The hover and anti-gravity mechanics, which look like they may be related, look interesting. I am a little concerned with some of the camera angles seen in the trailer, though; I don’t mind the idea of upside down racing, so long as I’m oriented the same way my racer is.

I also love the amount of detail they’re putting into this; I guess high-definition is making Nintendo step their game up, as you can even see the fabric of Mario’s overalls in some shots. It’s not quite Super Smash Bros.-styled denim, but it’s something.
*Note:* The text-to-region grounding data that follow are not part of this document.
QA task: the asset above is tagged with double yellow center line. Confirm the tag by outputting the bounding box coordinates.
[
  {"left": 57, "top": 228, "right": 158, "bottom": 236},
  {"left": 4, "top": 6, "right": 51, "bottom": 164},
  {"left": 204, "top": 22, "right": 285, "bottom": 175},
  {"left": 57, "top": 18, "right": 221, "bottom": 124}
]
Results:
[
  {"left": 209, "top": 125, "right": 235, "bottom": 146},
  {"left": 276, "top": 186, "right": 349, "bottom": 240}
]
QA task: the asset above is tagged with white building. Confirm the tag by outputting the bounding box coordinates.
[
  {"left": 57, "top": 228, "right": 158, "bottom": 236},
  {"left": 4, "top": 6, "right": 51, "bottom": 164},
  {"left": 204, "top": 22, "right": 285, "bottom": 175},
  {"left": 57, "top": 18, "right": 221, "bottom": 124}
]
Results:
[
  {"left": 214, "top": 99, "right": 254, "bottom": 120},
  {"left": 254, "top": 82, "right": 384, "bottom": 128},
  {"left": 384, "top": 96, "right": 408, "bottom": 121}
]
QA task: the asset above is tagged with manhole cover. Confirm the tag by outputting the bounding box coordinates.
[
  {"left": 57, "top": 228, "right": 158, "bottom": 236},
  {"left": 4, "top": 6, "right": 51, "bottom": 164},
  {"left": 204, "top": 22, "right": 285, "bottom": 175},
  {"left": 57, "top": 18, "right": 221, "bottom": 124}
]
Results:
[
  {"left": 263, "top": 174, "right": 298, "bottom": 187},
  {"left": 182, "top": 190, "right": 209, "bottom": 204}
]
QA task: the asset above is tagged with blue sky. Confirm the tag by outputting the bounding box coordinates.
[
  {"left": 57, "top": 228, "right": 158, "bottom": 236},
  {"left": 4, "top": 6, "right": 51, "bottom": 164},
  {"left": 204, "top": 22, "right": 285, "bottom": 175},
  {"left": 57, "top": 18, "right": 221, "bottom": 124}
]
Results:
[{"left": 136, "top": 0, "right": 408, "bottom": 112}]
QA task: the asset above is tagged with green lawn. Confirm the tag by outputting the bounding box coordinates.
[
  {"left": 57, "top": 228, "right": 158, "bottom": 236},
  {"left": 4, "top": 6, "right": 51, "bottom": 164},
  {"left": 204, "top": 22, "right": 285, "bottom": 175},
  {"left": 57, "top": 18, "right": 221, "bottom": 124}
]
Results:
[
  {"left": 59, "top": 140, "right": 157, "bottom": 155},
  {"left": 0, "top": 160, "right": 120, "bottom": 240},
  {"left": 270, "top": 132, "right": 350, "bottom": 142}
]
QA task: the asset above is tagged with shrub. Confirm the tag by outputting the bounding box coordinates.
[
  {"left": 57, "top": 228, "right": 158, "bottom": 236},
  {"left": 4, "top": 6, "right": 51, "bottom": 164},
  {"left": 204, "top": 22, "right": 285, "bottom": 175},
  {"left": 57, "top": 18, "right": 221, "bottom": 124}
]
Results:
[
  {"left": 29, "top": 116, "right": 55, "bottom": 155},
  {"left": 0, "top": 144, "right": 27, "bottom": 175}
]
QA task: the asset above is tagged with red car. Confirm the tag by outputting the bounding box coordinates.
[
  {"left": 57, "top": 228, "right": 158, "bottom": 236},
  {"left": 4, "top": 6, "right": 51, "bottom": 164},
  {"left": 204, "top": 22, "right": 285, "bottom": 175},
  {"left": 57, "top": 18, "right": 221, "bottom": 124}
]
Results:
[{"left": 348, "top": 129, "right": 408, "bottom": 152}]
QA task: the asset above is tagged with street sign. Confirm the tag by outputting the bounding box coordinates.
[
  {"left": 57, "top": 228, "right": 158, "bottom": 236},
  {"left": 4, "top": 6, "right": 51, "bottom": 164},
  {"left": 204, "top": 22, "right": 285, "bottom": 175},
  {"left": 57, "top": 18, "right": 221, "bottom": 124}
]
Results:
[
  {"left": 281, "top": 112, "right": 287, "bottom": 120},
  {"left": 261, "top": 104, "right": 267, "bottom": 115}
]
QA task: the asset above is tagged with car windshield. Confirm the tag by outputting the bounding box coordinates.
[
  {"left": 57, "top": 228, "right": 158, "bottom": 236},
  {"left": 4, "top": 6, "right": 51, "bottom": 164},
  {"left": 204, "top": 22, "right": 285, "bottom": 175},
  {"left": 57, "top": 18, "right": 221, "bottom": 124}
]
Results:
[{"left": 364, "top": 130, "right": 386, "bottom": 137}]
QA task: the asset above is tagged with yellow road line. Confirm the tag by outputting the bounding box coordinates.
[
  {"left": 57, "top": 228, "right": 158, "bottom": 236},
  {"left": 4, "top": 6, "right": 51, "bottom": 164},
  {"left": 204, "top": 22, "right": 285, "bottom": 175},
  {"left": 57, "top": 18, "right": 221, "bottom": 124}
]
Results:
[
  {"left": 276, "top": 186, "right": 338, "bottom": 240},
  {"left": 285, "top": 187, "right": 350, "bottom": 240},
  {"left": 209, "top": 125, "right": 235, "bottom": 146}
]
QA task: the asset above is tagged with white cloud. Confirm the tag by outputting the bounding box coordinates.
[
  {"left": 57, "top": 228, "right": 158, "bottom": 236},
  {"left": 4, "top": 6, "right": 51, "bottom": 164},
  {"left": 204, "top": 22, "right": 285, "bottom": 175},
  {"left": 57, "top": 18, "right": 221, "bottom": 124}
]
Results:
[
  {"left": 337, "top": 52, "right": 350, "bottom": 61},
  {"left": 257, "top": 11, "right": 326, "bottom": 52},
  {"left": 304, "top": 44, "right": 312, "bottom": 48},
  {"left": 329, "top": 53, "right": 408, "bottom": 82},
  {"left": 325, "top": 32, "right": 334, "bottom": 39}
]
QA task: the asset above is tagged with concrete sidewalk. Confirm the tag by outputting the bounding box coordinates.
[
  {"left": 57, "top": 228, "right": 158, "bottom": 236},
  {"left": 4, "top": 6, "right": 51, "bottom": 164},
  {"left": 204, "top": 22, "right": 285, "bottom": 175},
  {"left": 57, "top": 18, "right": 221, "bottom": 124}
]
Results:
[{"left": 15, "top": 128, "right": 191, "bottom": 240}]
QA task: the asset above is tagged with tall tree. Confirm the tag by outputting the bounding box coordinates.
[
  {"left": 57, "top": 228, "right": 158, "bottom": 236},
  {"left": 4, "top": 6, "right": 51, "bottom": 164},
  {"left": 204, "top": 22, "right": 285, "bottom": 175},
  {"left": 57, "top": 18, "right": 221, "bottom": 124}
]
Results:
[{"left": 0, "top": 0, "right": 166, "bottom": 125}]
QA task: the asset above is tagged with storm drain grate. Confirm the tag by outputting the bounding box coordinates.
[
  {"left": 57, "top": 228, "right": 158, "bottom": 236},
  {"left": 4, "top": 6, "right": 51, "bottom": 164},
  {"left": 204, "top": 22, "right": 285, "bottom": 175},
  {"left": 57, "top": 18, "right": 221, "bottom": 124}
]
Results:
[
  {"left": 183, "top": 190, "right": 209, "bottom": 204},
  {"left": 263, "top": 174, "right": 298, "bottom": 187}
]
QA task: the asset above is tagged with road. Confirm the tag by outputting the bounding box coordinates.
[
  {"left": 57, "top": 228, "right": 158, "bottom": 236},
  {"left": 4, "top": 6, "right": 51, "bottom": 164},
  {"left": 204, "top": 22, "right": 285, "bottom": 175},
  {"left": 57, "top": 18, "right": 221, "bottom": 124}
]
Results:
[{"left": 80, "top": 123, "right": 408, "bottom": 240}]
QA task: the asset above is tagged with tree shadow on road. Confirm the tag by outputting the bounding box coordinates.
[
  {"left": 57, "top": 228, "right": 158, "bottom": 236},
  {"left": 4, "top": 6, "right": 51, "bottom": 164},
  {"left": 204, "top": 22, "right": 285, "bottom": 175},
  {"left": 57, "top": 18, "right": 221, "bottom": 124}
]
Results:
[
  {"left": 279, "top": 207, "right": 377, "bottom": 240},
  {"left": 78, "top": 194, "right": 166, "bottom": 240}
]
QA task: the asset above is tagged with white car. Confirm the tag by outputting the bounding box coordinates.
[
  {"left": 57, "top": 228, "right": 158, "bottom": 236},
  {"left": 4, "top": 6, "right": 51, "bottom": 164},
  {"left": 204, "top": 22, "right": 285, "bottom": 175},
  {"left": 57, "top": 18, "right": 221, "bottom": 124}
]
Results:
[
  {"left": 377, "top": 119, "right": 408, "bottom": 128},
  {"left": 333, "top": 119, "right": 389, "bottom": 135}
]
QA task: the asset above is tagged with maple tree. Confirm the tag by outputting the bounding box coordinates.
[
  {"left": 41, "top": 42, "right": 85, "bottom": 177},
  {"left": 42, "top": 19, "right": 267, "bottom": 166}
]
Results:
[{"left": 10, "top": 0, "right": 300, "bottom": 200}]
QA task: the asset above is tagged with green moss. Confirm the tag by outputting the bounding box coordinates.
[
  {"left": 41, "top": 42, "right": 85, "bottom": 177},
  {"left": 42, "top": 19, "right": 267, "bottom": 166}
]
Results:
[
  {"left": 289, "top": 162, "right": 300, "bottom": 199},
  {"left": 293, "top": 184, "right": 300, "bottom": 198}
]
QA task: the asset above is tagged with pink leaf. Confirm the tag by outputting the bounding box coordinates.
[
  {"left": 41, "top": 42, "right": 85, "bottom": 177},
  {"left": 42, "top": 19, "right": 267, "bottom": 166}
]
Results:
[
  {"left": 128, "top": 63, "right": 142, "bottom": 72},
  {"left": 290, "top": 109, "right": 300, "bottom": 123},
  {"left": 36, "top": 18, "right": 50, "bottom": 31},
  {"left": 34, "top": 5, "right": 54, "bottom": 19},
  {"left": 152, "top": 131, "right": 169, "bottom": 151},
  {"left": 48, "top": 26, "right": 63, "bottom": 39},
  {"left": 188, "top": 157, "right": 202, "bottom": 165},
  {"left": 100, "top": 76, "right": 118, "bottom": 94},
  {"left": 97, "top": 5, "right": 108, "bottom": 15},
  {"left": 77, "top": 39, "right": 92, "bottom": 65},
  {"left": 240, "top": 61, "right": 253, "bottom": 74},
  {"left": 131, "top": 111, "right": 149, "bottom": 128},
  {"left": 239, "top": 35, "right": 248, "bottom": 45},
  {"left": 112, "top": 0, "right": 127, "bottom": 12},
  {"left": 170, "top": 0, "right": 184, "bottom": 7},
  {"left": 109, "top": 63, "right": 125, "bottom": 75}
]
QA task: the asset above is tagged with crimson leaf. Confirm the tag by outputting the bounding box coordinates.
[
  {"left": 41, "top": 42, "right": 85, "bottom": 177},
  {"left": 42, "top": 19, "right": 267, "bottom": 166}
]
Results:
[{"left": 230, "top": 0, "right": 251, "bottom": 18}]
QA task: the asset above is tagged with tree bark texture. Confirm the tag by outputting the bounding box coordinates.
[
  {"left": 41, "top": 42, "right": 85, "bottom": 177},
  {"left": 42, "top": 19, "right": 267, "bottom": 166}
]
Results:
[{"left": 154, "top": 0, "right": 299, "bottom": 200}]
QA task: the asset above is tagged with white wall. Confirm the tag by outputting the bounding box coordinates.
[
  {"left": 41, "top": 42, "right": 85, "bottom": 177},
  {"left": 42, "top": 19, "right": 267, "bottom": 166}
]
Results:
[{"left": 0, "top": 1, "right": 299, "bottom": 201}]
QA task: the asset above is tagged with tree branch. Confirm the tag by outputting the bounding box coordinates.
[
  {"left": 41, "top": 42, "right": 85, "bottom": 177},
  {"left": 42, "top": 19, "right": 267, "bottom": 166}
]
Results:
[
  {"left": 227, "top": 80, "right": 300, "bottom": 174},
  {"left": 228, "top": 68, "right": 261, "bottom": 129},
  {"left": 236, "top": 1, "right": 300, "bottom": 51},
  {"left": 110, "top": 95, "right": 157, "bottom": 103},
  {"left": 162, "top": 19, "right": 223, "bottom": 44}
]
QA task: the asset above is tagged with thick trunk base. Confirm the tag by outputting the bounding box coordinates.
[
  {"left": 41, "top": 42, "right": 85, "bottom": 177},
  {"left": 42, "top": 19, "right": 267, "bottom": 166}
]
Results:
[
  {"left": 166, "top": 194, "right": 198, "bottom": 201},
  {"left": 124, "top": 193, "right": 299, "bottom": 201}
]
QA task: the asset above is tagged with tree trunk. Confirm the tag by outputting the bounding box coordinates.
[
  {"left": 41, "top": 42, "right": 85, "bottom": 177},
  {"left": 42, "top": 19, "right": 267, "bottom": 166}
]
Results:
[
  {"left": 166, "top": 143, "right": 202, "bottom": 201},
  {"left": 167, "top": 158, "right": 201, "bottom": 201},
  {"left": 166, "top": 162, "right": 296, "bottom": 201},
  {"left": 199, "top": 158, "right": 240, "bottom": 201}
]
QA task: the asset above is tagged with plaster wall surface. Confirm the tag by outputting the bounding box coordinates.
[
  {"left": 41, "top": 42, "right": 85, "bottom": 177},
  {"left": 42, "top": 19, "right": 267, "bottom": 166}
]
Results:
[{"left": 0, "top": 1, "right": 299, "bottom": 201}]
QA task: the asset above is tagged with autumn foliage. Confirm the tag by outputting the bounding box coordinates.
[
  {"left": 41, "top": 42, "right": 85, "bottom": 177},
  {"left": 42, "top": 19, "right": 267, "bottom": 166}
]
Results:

Simply put, Mario Kart 8 looks great. But then, they usually do– it’s after you start playing that things like Blue Shells striking at the last second as you’re trying to unlock someone rear their ugly head. Mario Kart 7 did improve on the cheapness of some items a lot, though, and hopefully we’ll see that refined ever more here.

Weapons are fun and all, but not when using them all willy-nilly eliminates any need or application of skill. And according to the fact sheet, though, we’re back to a 12-participant race, which didn’t work so well in Mario Kart Wii. I just hope they managed to balance things a bit more than in that installment.